Since June, Feller, Foster and the city’s customer service team of four, routinely occupy the nearly vacant city hall — all other city hall employees still working from home. But despite the skeleton crew, Feller was relieved to finally feel as though she had a real job in a real office. And it helped her connect with others in the office that under normal circumstances she might not have gotten to know as well.
“Yes, it was nice because I’ve finally been able to bond with our customer service team, and that’s been great,” she said.
And the job itself has afforded her opportunities she might not have predicted when she was first hired,
“I’m just now at 23 learning a lot of information about my city, even though I grew up here,” she said. “And I love that.”
She’s also been given a relatively free hand to design her job as she sees fit, she said.
“I’ve been able to mold and carve this position into anything I’ve wanted it to be, and in that process I’ve learned a lot about communication.”
Foster, who’s in the office most days, has helped Feller gain insight into her chosen field.
“I bounce almost all of my ideas off of the mayor,” she said. “I really couldn’t ask for a better teacher and mentor during this time.”
Feller’s thrilled the city took a chance on her, especially given her lack of experience.
“My biggest challenge is that this is my first job out of college,” she said. “I just had the base knowledge from college, but not the experience.

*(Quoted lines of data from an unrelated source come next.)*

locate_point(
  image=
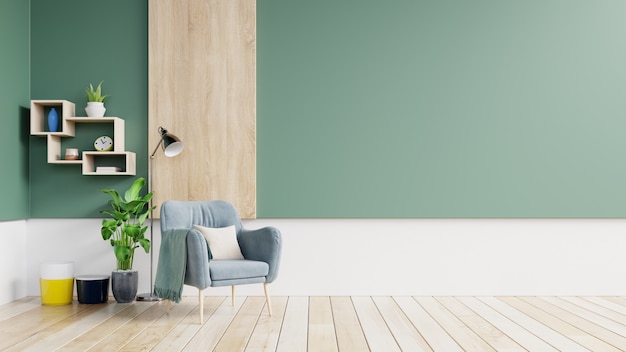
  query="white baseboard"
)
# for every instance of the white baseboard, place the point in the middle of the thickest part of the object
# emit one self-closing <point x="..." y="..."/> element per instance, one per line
<point x="391" y="257"/>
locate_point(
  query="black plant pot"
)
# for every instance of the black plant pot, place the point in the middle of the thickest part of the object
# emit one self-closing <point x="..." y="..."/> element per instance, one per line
<point x="124" y="285"/>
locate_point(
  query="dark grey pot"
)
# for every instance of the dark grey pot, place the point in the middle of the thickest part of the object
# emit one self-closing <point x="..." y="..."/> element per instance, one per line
<point x="124" y="285"/>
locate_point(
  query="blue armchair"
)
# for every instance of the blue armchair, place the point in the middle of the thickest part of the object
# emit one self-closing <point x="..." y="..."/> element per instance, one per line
<point x="261" y="248"/>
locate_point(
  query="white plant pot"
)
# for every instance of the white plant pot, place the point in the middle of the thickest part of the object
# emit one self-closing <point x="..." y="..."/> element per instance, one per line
<point x="95" y="109"/>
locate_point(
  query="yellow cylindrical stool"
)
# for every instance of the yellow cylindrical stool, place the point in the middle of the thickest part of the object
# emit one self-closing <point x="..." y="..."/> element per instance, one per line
<point x="56" y="283"/>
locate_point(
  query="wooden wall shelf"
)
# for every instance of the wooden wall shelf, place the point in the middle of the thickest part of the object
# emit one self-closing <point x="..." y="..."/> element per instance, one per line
<point x="67" y="125"/>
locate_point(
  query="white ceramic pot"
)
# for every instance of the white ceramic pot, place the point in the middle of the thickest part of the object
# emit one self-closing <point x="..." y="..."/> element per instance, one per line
<point x="95" y="109"/>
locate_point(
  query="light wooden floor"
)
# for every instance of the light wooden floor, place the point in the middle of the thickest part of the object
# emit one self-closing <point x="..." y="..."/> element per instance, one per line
<point x="321" y="324"/>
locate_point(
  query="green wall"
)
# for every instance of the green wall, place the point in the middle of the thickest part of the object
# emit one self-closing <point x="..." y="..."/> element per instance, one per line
<point x="409" y="108"/>
<point x="74" y="43"/>
<point x="14" y="103"/>
<point x="451" y="108"/>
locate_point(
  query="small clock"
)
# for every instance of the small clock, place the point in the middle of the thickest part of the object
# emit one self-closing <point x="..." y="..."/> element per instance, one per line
<point x="103" y="144"/>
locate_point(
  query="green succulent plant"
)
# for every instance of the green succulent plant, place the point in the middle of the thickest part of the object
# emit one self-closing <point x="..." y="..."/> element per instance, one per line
<point x="95" y="95"/>
<point x="126" y="231"/>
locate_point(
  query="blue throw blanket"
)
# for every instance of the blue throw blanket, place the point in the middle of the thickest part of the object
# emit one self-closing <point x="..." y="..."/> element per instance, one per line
<point x="172" y="264"/>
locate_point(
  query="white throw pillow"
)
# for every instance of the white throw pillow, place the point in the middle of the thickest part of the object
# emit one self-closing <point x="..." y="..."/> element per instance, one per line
<point x="222" y="241"/>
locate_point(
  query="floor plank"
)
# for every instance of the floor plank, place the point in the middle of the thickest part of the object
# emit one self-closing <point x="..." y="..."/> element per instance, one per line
<point x="349" y="333"/>
<point x="12" y="309"/>
<point x="579" y="322"/>
<point x="437" y="338"/>
<point x="378" y="335"/>
<point x="293" y="335"/>
<point x="267" y="330"/>
<point x="545" y="333"/>
<point x="236" y="337"/>
<point x="487" y="331"/>
<point x="406" y="335"/>
<point x="321" y="323"/>
<point x="214" y="327"/>
<point x="561" y="326"/>
<point x="56" y="335"/>
<point x="465" y="337"/>
<point x="519" y="334"/>
<point x="322" y="335"/>
<point x="180" y="336"/>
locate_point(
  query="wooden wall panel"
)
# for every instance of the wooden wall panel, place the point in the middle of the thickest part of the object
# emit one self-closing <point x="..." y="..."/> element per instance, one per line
<point x="202" y="88"/>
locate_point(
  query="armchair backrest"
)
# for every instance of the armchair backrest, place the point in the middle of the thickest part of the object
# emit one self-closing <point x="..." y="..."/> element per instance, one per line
<point x="176" y="214"/>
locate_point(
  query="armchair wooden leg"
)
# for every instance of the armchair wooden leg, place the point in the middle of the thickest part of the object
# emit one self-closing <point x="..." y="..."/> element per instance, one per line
<point x="267" y="298"/>
<point x="201" y="301"/>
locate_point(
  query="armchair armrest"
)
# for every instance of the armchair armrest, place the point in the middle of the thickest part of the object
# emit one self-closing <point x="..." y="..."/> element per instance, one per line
<point x="264" y="244"/>
<point x="197" y="272"/>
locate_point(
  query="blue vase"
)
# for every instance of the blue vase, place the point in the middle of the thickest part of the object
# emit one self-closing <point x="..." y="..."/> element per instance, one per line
<point x="53" y="120"/>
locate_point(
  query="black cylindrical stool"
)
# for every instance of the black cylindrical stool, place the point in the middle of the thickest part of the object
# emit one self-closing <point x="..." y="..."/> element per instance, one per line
<point x="92" y="289"/>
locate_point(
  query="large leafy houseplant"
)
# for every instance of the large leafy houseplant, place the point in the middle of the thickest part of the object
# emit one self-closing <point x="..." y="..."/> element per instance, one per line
<point x="126" y="230"/>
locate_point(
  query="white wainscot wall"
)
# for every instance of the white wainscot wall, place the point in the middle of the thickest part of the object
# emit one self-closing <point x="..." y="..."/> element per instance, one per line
<point x="13" y="261"/>
<point x="391" y="257"/>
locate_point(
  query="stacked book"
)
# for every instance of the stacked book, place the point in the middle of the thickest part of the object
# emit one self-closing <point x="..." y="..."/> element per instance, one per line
<point x="108" y="169"/>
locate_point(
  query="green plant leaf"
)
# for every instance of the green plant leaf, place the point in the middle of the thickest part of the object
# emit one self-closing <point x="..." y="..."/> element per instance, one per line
<point x="133" y="192"/>
<point x="145" y="244"/>
<point x="121" y="252"/>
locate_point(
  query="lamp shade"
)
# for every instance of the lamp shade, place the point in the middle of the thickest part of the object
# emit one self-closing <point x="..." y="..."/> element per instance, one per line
<point x="172" y="146"/>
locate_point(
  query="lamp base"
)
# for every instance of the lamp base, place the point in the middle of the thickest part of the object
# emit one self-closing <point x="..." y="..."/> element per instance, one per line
<point x="148" y="297"/>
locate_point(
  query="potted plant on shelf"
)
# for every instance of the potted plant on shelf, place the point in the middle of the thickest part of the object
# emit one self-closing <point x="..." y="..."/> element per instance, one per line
<point x="95" y="101"/>
<point x="126" y="232"/>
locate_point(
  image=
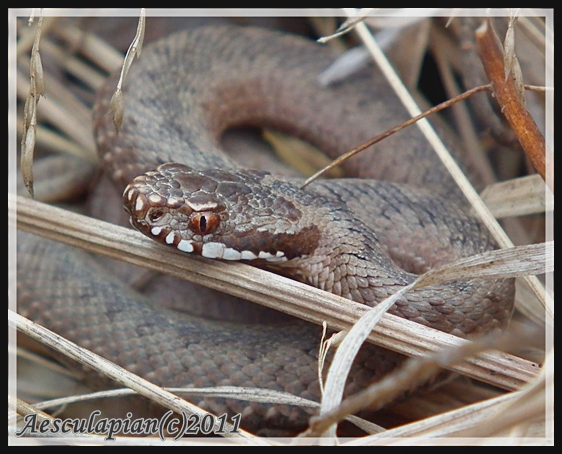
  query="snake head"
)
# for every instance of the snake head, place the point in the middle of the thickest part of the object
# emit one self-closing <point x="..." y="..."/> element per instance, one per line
<point x="219" y="214"/>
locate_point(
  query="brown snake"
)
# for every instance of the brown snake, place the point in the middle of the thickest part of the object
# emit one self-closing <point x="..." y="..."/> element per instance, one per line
<point x="337" y="234"/>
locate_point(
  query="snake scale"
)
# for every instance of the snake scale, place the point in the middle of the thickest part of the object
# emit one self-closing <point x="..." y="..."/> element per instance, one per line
<point x="359" y="238"/>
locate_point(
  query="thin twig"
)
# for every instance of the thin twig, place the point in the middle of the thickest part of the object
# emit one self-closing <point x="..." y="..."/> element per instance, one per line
<point x="389" y="132"/>
<point x="506" y="93"/>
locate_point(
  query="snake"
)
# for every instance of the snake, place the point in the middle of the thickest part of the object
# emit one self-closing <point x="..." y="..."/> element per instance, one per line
<point x="396" y="214"/>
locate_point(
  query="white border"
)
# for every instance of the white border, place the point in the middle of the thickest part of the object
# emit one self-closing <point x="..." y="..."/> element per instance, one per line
<point x="14" y="13"/>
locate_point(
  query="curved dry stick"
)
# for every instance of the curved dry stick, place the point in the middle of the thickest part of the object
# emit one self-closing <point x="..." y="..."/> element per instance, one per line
<point x="505" y="92"/>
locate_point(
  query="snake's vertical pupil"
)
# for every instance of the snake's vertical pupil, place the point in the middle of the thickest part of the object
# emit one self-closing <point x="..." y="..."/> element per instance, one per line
<point x="204" y="222"/>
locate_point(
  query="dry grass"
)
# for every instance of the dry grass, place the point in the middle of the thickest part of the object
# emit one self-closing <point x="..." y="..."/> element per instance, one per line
<point x="475" y="420"/>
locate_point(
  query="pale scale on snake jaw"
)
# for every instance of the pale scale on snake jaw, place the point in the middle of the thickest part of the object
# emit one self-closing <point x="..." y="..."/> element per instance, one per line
<point x="337" y="235"/>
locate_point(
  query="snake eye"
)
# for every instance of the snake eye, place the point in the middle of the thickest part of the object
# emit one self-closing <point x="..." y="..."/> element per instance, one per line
<point x="204" y="222"/>
<point x="156" y="214"/>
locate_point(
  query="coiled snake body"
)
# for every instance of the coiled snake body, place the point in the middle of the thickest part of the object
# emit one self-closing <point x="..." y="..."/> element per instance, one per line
<point x="338" y="235"/>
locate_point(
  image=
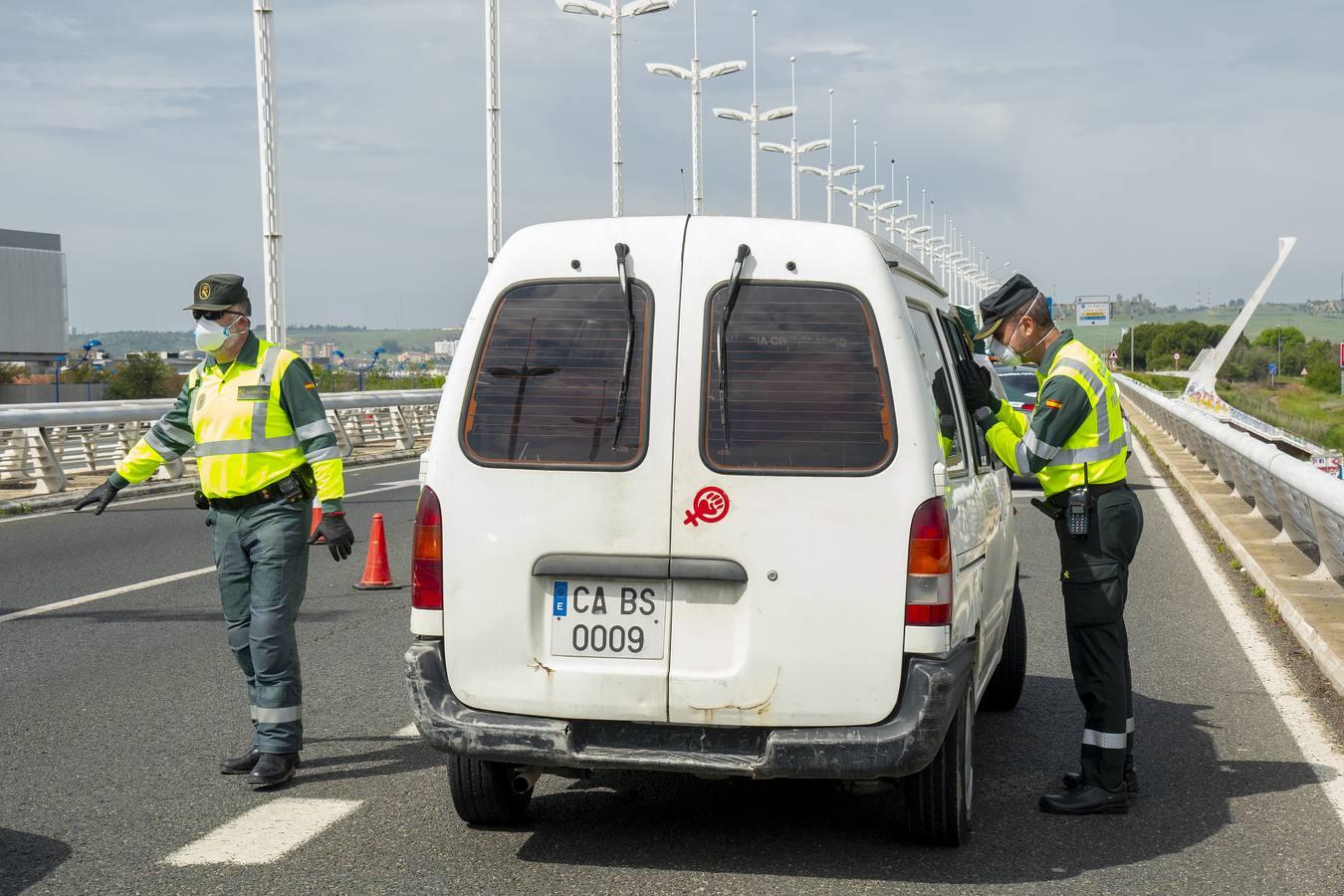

This job has helped me grow.”
Feller, who works 32 hours a week, manages to spend her free time doing what she loves most: spending time with her family — though wanderlust invariably lurks quietly beneath her surface. She’s traveled extensively around the U.S. and to Costa Rica, Haiti, Jamaica, Mexico and Canada. Europe’s next, she hopes.
But in the meantime, she’s content to spend time at home.
“I love family and being around them,” she said. “You have to make the most of life and experience as much as you can. But Yelm will always hold a special place in my heart.”